Cartel evento: Geometry Day 2013

As in previous years since 2005, the Research Group Problemas variacionales en Geometría (FQM 325, Junta de Andalucía) organizes the Geometry Day in our University. The 2013 event will be held in the morning of next December 13 at the IEMath-GR (main conference room).

If you would like to attend, please contact Francisco Urbano (furbano(at)ugr.es) with your name, email address and institution.

Schedule:

9:00 – 9:50. Camillo de Lellis (Universität Zürich, Fermat Prize 2013).
Title: Regularity and singularity of area-minimizing currents
Abstract: The Plateau’s problem, named after the Belgian physicist J. Plateau, is a classic in the calculus of variations and regards minimizing the area among all surfaces spanning a given contour. Although Plateau’s original concern were 2-dimensional surfaces in the 3-dimensional space, generations of mathematicians have considered such problem in its generality. A successful existence theory, that of integral currents, was developed by Federer and Fleming in the sixties, following pioneering ideas of De Rham. When dealing with hypersurfaces, the minimizers found in this way are rather regular: the corresponding regularity theory has been the achievement of several mathematicians in the 60es, 70es and 80es (De Giorgi, Fleming, Almgren, Simons, Bombieri, Giusti, Simon among others).

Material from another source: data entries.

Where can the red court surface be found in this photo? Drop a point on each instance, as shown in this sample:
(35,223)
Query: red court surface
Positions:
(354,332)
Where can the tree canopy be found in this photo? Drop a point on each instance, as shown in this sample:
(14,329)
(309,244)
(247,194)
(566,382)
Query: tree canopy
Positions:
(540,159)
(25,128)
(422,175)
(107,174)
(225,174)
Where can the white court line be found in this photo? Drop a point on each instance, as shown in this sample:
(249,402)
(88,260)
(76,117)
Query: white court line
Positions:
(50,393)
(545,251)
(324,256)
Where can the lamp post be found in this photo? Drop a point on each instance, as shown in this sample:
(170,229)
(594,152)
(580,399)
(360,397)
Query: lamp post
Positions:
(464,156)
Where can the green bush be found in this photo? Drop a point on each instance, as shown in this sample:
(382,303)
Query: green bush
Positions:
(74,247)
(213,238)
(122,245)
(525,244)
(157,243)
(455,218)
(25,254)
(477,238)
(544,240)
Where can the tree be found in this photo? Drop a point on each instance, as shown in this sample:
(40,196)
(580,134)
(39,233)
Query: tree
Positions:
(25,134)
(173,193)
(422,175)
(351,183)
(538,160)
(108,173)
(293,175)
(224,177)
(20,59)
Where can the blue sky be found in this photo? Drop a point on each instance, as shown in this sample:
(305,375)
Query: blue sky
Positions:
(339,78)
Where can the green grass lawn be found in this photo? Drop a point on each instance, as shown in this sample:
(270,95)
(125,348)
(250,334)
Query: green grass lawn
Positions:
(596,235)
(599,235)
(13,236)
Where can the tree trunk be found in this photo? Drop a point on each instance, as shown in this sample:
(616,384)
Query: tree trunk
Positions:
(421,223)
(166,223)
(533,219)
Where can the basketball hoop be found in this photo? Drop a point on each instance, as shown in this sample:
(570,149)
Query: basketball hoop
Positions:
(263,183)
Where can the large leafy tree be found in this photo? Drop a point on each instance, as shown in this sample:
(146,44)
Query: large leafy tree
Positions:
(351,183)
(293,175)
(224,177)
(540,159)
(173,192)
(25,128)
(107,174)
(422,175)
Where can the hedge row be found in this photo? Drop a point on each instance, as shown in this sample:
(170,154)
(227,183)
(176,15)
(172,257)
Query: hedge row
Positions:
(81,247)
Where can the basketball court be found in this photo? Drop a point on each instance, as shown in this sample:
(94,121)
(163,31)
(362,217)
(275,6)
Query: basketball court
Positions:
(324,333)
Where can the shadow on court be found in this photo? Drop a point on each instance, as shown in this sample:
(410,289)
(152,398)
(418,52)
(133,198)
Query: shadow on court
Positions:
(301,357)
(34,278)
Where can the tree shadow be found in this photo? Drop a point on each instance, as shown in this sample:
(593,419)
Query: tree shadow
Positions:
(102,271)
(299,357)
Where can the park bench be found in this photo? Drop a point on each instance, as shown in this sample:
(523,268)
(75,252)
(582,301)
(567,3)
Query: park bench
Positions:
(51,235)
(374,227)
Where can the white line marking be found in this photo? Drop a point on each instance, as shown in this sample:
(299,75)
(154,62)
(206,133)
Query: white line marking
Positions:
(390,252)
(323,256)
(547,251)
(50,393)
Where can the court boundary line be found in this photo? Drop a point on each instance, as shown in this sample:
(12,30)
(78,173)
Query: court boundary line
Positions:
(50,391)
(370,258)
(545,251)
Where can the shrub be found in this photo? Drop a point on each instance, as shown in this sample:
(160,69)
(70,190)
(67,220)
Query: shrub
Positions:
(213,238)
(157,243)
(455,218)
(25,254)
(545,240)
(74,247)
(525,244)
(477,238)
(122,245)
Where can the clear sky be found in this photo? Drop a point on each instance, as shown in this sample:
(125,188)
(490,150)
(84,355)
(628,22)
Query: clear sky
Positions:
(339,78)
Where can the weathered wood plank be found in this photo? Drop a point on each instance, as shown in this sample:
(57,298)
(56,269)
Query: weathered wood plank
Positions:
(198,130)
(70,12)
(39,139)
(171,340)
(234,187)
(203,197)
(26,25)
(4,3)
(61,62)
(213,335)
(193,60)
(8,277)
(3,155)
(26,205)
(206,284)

In codimension higher than one, a phenomenon which is absent for hypersurfaces, namely that of branching, causes very serious problems: a famous theorem of Wirtinger and Federer shows that any holomorphic subvariety in $\mathbb{C}^n$ is indeed an area-minimizing current. A celebrated monograph of Almgren solved the issue at the beginning of the 80es, proving that the singular set of a general area-minimizing (integral) current has (real) codimension at least 2. However, his original (typewritten) manuscript was more than 1700 pages long. In a recent series of works with Emanuele Spadaro we have given a substantially shorter and simpler version of Almgren’s theory, building upon large portions of his program but also bringing some new ideas from partial differential equations, metric analysis and metric geometry. In this talk I will try to give a feeling for the difficulties in the proof and how they can be overcome.
Office reservation at IEMath-GR: Office D2, from Dic 12 to 14.

10:00-10:50. Melanie Rupflin (Max Planck Institute, Potsdam).
Title: Teichmüller harmonic map flow
Abstract: Teichmüller harmonic map flow is designed to evolve maps from a closed surface to a general target manifold towards (branched) minimal immersions. Defined as gradient flow of energy considered as a function of both a map and a metric on the domain, the flow enjoys the strong regularity properties known from harmonic map heat flow for as long as there is no degeneration in Teichmüller space but at the same time tries to make the map not only harmonic but also conformal and thus minimal. In this talk we will discuss the definition and properties of the flow and show in particular that global solutions, guaranteed to exist in certain settings, change (or decompose) arbitrary initial data into (a union of) branched minimal immersions, possibly parametrized over surfaces of lower genus. This is joint work with Peter Topping.
Office reservation at IEMath-GR: Office D6, from Dic 12 to 14.

11:00. Coffee break

11:30-12:20. Esther Cabezas-Rivas (Goethe Universität Frankfurt).
Title: A generalization of Gromov’s almost flat manifold theorem

Almost flat manifolds are the solutions of bounded size perturbations of the equation $\mathrm{Sec} = 0$ ($\mathrm{Sec}$ is the sectional curvature). In a celebrated theorem, Gromov proved that the presence of an almost flat metric implies a precise topological description of the underlying manifold.

During this talk we will explain how, under lower sectional curvature bounds, to impose an $L_1$-pinching condition on the curvature is surprisingly rigid, leading indeed to the same conclusion as in Gromov’s theorem under more relaxed curvature conditions (in particular, so weak that we are not allowed to use Ricci flow in the proof). We will describe which alternative techniques lead us to a successful proof, ans this will be sketched in detail. This is a joint work with B. Wilking.

Office reservation at IEMath-GR: Office D5, from Dic 12 to 14. 

12:30-13:20. Tom Ilmanen (ETH Zürich).
Title: TBA
Office reservation at IEMath-GR: Office D9, from Dic 12 to 14.